Orbital characteristics
- Epoch 31 July 2016 (JD 2457600.5)
- Uncertainty parameter 0
- Observation arc: 97.42 yr (35,582 days)
- Aphelion: 3.8846 AU (581.13 Gm)
- Perihelion: 1.0731 AU (160.53 Gm)
- Semi-major axis: 2.4788 AU (370.82 Gm)
- Eccentricity: 0.56711
- Orbital period (sidereal): 3.90 yr (1425.5 d)
- Mean anomaly: 300.87°
- Mean motion: 0° 15^{m} 9.144^{s} / day
- Inclination: 9.3563°
- Longitude of ascending node: 110.55°
- Argument of perihelion: 350.34°
- Earth MOID: 0.0907705 AU (13.57907 Gm)
- Jupiter MOID: 1.32066 AU (197.568 Gm)
- T_{Jupiter}: 3.221

Physical characteristics
- Mean radius: 2.1 km
- Synodic rotation period: 73.97 h (3.082 d)
- Geometric albedo: 0.31
- Spectral type: B–V = 0.832; U–B = 0.436; Tholen = S;
- Absolute magnitude (H): 13.4

= 887 Alinda =

Near-Earth asteroid of the Alinda group

887 Alinda (/əˈlɪndə/) is a very eccentric, near-Earth asteroid with an Earth minimum orbit intersection distance (MOID) of 0.092 AU. It is the namesake for the Alinda group of asteroids and measures about 4 kilometers in diameter. The stony S-type asteroid was discovered by German astronomer Max Wolf at Heidelberg Observatory on 3 January 1918.

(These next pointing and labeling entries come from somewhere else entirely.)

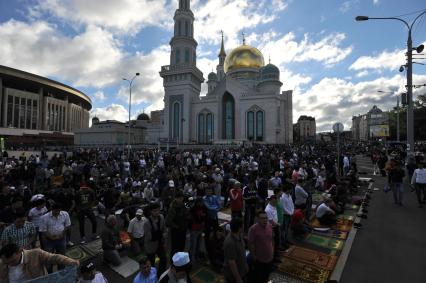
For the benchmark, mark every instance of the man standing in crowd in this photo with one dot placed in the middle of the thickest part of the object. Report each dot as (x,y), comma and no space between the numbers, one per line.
(54,226)
(147,273)
(111,241)
(261,245)
(235,263)
(177,222)
(136,232)
(19,265)
(20,232)
(85,199)
(418,181)
(154,229)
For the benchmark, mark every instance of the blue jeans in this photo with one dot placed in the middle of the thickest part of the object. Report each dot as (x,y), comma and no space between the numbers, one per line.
(55,246)
(398,190)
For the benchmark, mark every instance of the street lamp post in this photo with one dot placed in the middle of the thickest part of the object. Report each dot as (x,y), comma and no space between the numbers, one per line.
(409,86)
(130,105)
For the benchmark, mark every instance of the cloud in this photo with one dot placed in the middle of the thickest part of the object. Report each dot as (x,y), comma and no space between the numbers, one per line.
(335,100)
(99,95)
(121,16)
(112,112)
(285,48)
(232,16)
(387,60)
(86,59)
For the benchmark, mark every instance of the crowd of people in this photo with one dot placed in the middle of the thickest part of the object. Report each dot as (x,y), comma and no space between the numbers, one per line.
(152,199)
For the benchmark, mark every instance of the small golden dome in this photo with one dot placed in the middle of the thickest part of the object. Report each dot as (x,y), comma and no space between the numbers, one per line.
(244,56)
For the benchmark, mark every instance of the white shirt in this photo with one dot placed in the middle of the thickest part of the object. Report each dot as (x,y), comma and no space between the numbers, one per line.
(136,227)
(36,214)
(16,273)
(271,212)
(419,176)
(322,210)
(55,225)
(300,194)
(288,205)
(99,278)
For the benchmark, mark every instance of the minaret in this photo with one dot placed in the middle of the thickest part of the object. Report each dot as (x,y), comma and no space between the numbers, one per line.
(222,56)
(181,79)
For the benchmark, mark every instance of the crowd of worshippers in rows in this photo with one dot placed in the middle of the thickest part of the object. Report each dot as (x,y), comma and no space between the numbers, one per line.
(158,198)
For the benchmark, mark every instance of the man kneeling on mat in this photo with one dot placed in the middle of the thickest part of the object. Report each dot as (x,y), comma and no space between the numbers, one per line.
(326,215)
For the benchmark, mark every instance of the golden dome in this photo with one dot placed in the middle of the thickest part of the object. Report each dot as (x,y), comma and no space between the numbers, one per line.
(244,56)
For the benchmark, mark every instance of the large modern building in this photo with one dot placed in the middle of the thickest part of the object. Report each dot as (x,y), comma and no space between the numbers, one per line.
(305,129)
(39,111)
(244,101)
(370,126)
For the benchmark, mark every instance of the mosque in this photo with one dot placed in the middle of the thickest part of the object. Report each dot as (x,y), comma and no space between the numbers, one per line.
(244,101)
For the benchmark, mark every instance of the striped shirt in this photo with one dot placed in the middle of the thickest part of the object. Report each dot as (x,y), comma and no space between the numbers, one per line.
(21,236)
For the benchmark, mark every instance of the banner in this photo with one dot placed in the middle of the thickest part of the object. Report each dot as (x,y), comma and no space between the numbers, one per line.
(379,131)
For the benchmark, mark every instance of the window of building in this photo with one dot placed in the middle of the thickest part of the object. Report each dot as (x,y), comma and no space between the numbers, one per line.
(16,113)
(187,55)
(176,120)
(250,125)
(28,116)
(210,127)
(9,111)
(259,125)
(34,115)
(201,128)
(177,56)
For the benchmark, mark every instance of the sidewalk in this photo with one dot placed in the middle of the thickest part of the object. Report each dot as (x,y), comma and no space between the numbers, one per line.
(391,246)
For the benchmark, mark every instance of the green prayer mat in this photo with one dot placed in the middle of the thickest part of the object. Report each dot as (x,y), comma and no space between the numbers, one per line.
(325,242)
(78,253)
(205,275)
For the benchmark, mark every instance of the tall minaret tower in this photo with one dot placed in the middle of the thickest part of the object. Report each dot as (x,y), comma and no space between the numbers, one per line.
(181,79)
(222,56)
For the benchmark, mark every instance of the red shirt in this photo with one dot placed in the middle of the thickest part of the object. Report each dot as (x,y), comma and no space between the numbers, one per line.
(297,217)
(262,238)
(236,196)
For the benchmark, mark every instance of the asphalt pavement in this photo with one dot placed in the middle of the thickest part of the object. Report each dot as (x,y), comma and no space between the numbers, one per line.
(391,246)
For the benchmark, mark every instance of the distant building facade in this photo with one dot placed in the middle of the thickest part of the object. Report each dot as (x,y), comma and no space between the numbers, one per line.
(38,110)
(305,129)
(370,126)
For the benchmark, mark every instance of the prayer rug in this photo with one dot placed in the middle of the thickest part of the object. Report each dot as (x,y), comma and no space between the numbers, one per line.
(341,235)
(66,275)
(312,257)
(127,268)
(205,275)
(78,253)
(283,278)
(94,247)
(352,207)
(303,271)
(324,242)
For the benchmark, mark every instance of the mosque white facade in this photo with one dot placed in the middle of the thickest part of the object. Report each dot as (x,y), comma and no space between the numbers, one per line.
(244,101)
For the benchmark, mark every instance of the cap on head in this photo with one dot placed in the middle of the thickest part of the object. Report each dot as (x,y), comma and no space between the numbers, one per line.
(180,259)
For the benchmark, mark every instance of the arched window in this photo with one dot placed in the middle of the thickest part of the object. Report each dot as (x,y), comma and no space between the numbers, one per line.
(176,120)
(177,56)
(209,127)
(259,125)
(187,55)
(186,28)
(201,128)
(250,125)
(228,116)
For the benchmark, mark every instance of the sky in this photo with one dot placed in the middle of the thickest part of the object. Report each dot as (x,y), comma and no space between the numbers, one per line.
(334,65)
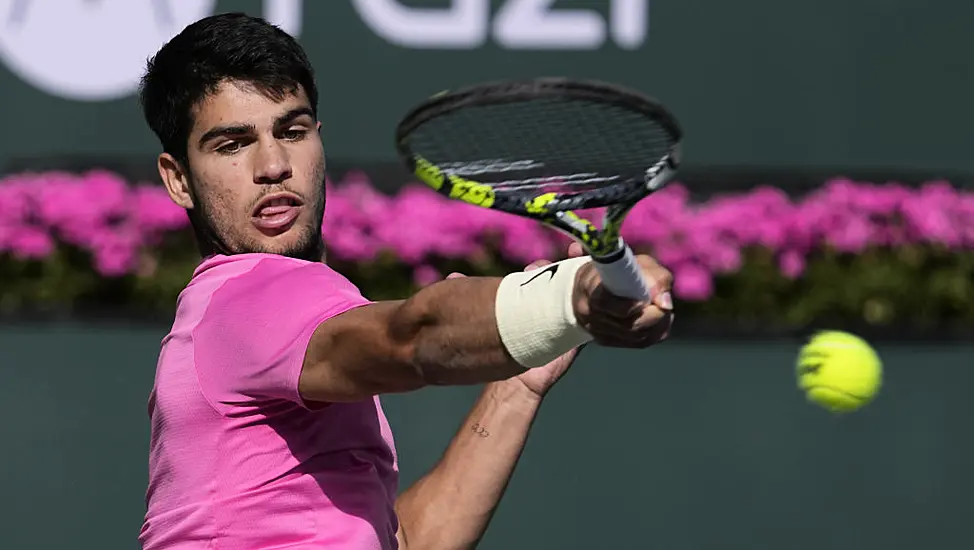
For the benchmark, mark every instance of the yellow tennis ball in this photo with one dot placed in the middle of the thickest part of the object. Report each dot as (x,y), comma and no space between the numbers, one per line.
(839,371)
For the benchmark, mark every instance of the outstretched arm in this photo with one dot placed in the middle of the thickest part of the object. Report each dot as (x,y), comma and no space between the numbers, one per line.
(451,506)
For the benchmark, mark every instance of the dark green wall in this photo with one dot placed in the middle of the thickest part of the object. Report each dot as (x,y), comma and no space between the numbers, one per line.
(857,83)
(694,445)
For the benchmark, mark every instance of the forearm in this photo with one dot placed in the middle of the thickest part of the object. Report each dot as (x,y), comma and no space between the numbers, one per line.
(456,340)
(451,506)
(470,330)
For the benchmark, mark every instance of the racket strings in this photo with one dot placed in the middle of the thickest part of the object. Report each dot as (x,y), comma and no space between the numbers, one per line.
(551,144)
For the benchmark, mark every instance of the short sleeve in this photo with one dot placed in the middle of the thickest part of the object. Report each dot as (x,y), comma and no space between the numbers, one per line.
(250,343)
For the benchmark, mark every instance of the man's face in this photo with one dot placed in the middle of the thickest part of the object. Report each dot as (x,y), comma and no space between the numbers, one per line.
(256,172)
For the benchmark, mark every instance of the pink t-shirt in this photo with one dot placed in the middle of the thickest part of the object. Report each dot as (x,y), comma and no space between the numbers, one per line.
(237,460)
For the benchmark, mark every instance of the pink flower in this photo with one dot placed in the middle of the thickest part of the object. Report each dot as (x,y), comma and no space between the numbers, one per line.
(29,243)
(692,282)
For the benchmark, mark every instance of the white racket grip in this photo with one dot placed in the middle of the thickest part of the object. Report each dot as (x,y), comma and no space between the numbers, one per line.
(623,277)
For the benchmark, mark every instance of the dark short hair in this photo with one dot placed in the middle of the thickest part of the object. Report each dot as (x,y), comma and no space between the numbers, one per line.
(224,47)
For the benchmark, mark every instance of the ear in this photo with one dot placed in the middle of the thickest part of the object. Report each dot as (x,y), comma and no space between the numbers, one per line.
(176,180)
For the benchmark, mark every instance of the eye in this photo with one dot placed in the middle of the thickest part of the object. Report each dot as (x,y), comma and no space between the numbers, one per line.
(294,134)
(229,148)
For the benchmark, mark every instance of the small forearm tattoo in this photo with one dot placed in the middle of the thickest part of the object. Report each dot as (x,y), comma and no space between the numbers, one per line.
(480,429)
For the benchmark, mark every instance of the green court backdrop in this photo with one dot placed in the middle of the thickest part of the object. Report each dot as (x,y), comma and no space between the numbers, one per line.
(693,445)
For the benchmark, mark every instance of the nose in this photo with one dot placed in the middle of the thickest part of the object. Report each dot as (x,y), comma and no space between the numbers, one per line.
(272,164)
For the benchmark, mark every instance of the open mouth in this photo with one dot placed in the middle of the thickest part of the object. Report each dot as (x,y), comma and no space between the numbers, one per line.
(277,211)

Due to its high eccentricity and semi-major axis of 0.57 and 2.5 AU, respectively, it is a typical Amor III asteroid. It has both, a 1:3 orbital resonance with Jupiter and a close to 4:1 resonance with Earth. As a result of the resonance with Jupiter that has excited the eccentricity of the orbit over the eons, the asteroid's orbit has evolved to spend time outside of the main-belt. It is the namesake for the Alinda group of asteroids.

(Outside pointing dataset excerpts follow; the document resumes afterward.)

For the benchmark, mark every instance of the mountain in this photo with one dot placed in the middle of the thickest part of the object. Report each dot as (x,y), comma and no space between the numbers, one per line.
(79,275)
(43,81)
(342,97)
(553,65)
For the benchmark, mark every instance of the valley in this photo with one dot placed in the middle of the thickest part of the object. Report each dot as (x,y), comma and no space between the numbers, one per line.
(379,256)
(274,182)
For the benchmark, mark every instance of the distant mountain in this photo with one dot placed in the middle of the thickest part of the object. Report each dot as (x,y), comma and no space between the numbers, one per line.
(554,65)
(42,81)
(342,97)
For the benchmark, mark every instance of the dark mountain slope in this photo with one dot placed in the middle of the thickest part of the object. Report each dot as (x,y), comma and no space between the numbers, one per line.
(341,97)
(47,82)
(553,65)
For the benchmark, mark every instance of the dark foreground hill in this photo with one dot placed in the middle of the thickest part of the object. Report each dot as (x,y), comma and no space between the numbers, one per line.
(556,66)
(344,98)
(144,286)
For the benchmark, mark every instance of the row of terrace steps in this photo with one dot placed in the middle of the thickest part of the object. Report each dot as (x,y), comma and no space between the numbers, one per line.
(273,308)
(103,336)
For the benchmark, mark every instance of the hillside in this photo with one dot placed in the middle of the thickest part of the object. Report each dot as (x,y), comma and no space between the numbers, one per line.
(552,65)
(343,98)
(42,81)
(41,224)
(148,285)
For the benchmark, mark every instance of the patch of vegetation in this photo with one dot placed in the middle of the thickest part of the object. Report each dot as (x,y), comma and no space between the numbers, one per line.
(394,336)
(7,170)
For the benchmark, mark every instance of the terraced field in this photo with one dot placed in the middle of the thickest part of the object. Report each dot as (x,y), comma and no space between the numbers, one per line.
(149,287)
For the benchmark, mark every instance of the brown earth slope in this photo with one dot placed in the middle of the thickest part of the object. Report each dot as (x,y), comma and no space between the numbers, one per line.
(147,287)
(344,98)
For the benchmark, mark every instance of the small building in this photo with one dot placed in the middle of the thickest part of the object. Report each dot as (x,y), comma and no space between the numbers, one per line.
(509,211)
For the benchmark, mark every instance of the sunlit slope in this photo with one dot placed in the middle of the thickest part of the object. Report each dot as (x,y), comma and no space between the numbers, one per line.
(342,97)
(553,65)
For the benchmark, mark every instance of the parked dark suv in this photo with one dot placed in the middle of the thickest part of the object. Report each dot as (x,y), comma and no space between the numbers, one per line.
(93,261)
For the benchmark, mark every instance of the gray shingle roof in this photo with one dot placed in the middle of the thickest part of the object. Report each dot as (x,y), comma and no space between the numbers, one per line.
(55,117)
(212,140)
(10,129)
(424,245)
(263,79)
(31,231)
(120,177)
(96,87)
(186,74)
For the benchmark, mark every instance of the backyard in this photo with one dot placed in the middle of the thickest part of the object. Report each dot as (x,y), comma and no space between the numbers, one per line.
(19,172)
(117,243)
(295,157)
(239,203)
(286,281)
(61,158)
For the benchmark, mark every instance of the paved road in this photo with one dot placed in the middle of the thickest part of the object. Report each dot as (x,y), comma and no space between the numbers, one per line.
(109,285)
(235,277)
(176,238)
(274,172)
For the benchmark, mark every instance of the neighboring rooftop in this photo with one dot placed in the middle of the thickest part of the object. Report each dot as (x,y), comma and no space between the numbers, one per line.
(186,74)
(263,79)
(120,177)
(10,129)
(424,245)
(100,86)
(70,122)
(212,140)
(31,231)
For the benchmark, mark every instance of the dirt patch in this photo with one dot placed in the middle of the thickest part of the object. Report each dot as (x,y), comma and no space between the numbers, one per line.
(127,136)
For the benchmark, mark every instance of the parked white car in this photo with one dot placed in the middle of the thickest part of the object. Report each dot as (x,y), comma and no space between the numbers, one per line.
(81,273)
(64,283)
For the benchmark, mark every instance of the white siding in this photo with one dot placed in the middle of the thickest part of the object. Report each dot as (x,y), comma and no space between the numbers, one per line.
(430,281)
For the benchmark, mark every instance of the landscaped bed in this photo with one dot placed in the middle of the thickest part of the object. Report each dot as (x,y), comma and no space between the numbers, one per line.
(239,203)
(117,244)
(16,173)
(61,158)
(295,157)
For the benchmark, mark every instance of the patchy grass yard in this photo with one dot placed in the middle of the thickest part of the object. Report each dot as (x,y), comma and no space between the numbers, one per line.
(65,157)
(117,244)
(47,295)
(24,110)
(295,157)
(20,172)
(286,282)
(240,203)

Alinda made a close approaches to Earth, including a pass in January 2025, where it came within 0.0821 AU of Earth.

The asteroid's name had been proposed by H. Kobol. It is uncertain whether it refers to the ancient city of Alinda in modern western Turkey, or to a mythological figure of the Aboriginal Australians.